GSA 2020 Connects Online

Paper No. 19-11
Presentation Time: 4:00 PM

CARBON GAS CYCLING IN SUPRAGLACIAL DEBRIS COVERS


BROWN, Grace1, BROCK, Ben1, MANN, Paul1 and DUNNING, Stuart2, (1)Geography, Northumbria University, Newcastle-Upon-Tyne, NE1 8ST, United Kingdom, (2)Geography, Politics & Sociology, Newcastle University, Newcastle-Upon-Tyne, NE1 7RU, United Kingdom

Supraglacial debris covers are significant and expanding features of the World’s glacierized mountain ranges, particularly in the Arctic, subarctic, high-mountain Asia and southern Andes, and provide ideal environments for carbon exchange with the atmosphere via chemical weathering and microbial activity.
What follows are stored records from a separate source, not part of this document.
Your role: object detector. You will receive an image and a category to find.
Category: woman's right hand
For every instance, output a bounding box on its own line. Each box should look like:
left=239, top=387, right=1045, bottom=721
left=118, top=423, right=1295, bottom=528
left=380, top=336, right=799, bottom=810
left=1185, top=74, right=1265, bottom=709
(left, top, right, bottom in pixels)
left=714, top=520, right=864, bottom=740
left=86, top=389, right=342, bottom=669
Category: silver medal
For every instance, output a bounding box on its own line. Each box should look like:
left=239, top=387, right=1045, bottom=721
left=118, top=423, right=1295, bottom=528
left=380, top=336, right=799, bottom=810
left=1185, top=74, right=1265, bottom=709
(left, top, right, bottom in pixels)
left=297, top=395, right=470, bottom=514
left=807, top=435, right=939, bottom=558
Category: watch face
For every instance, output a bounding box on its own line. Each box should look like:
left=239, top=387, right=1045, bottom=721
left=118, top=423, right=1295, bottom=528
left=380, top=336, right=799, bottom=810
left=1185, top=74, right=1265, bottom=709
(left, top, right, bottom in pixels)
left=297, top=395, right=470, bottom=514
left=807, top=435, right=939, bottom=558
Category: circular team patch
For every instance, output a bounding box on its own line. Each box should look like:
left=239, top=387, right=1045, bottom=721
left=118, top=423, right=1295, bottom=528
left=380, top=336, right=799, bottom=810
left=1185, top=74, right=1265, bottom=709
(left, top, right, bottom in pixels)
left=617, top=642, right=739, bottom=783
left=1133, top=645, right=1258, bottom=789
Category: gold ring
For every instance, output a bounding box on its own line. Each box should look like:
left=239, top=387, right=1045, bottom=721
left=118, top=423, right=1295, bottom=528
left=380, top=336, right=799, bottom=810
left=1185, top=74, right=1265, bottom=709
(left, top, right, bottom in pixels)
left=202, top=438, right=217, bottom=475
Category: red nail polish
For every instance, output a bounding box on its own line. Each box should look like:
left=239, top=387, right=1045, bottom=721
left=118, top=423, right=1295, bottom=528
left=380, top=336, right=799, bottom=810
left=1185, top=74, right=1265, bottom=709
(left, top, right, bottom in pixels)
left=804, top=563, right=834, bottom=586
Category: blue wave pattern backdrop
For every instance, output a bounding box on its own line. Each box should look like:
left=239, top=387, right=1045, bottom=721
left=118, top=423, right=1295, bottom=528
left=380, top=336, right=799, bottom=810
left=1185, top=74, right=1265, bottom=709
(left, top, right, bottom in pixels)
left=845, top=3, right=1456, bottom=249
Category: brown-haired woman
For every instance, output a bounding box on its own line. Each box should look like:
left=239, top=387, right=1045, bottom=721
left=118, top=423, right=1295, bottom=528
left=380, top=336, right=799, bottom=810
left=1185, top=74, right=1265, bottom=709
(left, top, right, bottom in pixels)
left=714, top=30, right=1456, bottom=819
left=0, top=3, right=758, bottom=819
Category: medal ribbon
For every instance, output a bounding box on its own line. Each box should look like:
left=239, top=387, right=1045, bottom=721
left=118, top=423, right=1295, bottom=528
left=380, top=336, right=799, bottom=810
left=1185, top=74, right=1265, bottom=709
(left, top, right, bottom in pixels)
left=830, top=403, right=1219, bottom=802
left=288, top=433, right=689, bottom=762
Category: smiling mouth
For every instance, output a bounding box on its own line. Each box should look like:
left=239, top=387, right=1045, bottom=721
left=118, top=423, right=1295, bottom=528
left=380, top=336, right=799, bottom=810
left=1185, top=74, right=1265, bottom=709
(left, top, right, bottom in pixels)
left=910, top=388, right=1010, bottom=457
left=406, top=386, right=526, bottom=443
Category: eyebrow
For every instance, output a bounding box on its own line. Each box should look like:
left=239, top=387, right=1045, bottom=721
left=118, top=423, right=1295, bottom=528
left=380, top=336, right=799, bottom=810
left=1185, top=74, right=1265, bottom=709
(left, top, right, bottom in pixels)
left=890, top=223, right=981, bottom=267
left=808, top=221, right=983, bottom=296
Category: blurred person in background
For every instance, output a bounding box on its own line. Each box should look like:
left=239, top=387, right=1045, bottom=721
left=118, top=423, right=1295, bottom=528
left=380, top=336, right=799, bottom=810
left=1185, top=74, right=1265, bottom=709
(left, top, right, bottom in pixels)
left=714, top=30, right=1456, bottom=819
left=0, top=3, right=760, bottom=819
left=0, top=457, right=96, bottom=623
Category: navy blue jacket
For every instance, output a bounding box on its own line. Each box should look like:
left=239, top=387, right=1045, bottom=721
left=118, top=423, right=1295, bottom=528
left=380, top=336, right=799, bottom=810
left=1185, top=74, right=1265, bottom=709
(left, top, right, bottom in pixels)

Debris-covered glaciers could therefore play an important role in regional and global cycling of major greenhouse gases. This study aims to measure rates, variability and environmental controls on surface CO2 fluxes on an alpine debris-covered glacier during the summer ablation season. Direct measurements of the near-surface vertical CO2 flux were made using an eddy covariance and gas analyser (EC) system installed on Miage glacier, Italian Alps, at a thick debris site (>0.2 m debris) and a thin debris site (<0.06 m debris) in the June to September periods of 2013 and 2016, respectively. Upon analysis, it is clear there is a strong daily cycle in downwardly directed carbon flux, closely linked to variation in energy input from incomming shortwave radaition and debris surface temperature, contrasting with a low-magnitude upwardly directed flux during hours of darkness. In common with previously published findings, these data indicate that thick supraglacial debris covers are a strong summer melt season sink of CO2. At the thick debris site, the average net flux is nearly -0.5 g m-2 carbon per day, more than 2 orders of magnitude higher than reported fluxes over cryoconite. In contrast, the thin debris site has an average net flux of 0.024 g m-2 per day, indicating a small net release of CO2 from debris to the atmosphere. Infrequent, high-magnitude ‘pulse events’ of up to -5 g m-2 per 0.5 hour were also observed following rainfall, although their veracity is difficult to assess due to interference of rain water with the gas analyser sensors. Future work will aim to uncover controlling processes and determine the relative roles of chemical weathering and microbial activity in carbon gas cycling, using portable greenhouse gas analysers in conjuction with the EC system on glaciers in different climatic and geological settings.